At the end of the first day
The Yucatan Peninsula is solid limestone shattered eons ago by a meteor, some places in Yucatan have less than a quarter inch of soil. Dynamite has been outlawed to build swimming pools (although used in the past), and since everything comes in through the front door, heavy machinery is really out of the equation. Our swimming pool will be dug by hand along with the strong arms and backs of men descended from the Mayan pyramid builders.
You can see the layer of topsoil, then a layer of cement, more dirt, and another layer of cement.
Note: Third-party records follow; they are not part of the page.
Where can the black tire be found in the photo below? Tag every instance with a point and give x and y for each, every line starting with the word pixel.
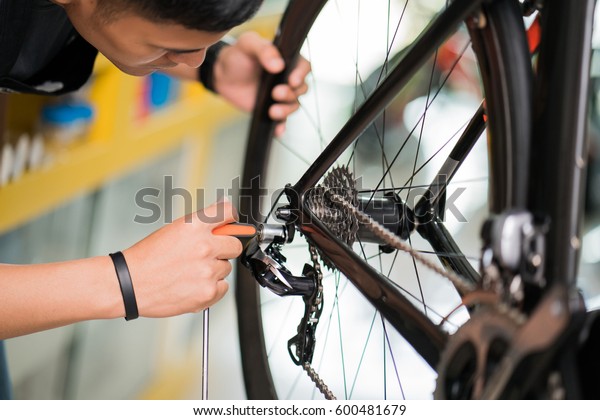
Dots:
pixel 497 37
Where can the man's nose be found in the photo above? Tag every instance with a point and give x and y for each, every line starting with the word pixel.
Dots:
pixel 190 59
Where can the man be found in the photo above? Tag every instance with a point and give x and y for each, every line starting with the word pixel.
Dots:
pixel 48 47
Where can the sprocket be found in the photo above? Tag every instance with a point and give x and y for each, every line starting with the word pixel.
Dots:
pixel 335 216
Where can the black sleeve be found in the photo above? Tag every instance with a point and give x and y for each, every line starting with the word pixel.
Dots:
pixel 205 72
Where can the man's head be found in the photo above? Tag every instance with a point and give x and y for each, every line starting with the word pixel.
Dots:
pixel 142 36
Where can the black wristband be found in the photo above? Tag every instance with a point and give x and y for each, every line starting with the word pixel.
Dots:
pixel 206 70
pixel 131 311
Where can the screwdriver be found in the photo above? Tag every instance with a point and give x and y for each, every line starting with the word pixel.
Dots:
pixel 239 230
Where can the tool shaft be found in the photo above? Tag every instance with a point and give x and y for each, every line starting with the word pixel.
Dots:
pixel 205 322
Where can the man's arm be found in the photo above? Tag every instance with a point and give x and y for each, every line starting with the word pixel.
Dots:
pixel 178 269
pixel 236 75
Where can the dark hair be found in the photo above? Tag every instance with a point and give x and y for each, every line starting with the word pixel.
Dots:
pixel 203 15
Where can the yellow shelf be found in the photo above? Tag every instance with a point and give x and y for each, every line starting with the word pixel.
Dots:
pixel 116 143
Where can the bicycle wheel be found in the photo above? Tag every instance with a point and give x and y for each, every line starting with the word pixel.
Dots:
pixel 423 142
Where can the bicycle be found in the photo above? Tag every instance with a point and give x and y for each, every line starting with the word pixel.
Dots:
pixel 506 319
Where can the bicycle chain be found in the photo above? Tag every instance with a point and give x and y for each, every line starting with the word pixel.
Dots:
pixel 314 309
pixel 394 241
pixel 389 238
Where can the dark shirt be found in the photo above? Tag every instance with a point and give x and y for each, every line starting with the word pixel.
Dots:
pixel 49 31
pixel 40 51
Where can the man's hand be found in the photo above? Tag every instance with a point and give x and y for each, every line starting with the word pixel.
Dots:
pixel 182 267
pixel 237 75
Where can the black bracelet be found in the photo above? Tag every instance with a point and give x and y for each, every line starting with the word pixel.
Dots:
pixel 206 70
pixel 131 311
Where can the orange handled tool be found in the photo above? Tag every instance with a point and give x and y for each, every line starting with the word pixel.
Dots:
pixel 239 230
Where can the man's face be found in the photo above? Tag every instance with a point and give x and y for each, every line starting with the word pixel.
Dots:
pixel 138 46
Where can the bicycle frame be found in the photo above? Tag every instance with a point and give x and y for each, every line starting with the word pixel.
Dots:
pixel 558 141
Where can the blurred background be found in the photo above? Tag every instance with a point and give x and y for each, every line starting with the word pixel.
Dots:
pixel 69 174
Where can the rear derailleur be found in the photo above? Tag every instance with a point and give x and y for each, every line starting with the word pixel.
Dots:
pixel 264 258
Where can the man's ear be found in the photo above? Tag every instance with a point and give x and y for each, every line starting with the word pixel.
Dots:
pixel 62 3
Below the second layer of cement was some dirt, a lot of old tiles stacked up, and solid limestone
The digging is easy as we soon discover there are several layers in the first few feet. Evidently, over the hundred and thirty year history of the house, porches or driveways for carriages had been constructed, now long covered with additional layers of tile, concrete and dirt. The workers find old bottles, coins, pieces of tile stamped with French writing, a horse shoe, fossil rocks too numerous to count, and a broken Metate y Mano (stone corn grinder).
Some of our finds. Still looking for the Spanish gold.
We soon become accustomed to the repetitious tap of the digging bar and the scrap of a shovel, for now at least it is music to our ears.  


  1. Gold or not, you've uncovered wonderful little treasures. This is why I don't want to renovate while I'm still in the US of A. I want to be part of the treasure hunt!

  2. Yeah Lee, it's tough living there while construction is going on but it's an experience you'll never forget.